The sustainability factor, key to securing the future of Spain’s pension system
December 26, 2013 saw the publication of Law 23/2013 regulating the “Sustainability Factor, previously introduced by Law 27/2011 of August 1, 2011 on Updating, Adapting and Modernizing the Social Security.
A new measure has been set in place under this “instrument” in a bid to strike an automatic balance and align pensions with trends in life expectancy.

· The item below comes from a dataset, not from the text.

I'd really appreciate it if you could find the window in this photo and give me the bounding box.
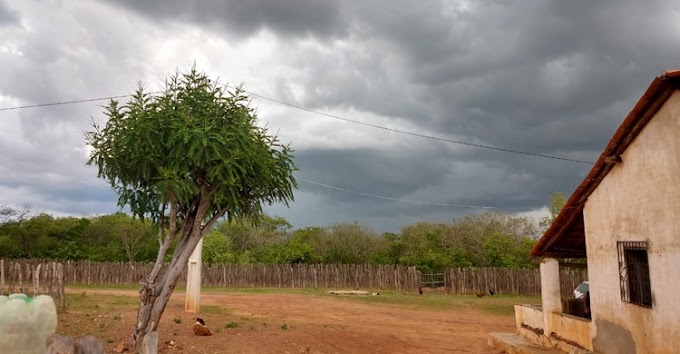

It is an open secret that the Spanish pension system is currently facing major challenges. The financial crisis has played havoc with the social security system, bringing both a high jobless rate and a drop in salaries in its wake. The biggest risk facing the system, however, is the country’s ageing population. Current trends in Europe in general and Spain in particular have escaped no one’s notice. The gradual rise in life expectancy and the plummeting birth rate pose major challenges to pension systems such as the one in Spain, based on redistribution and with a markedly social character. The demographic trends have a direct bearing on the dependency ratio, i.e., the number of those receiving pensions per person in employment and calls for the adoption of measures to ensure medium and long-term sustainability.
With this in mind, by implementing the Sustainability Factor, as defined in the above law, the goal is to automatically link the amount of retirement pensions under the social security system to changes in pensioners’ life expectancy, thereby adjusting, by applying a particular formula, the amounts received by those who retire on similar conditions at different moments in time.
The Sustainability Factor thus emerges as a key element of Spain’s pensions system and should help ensure decent pensions and the long-term sustainability of the model.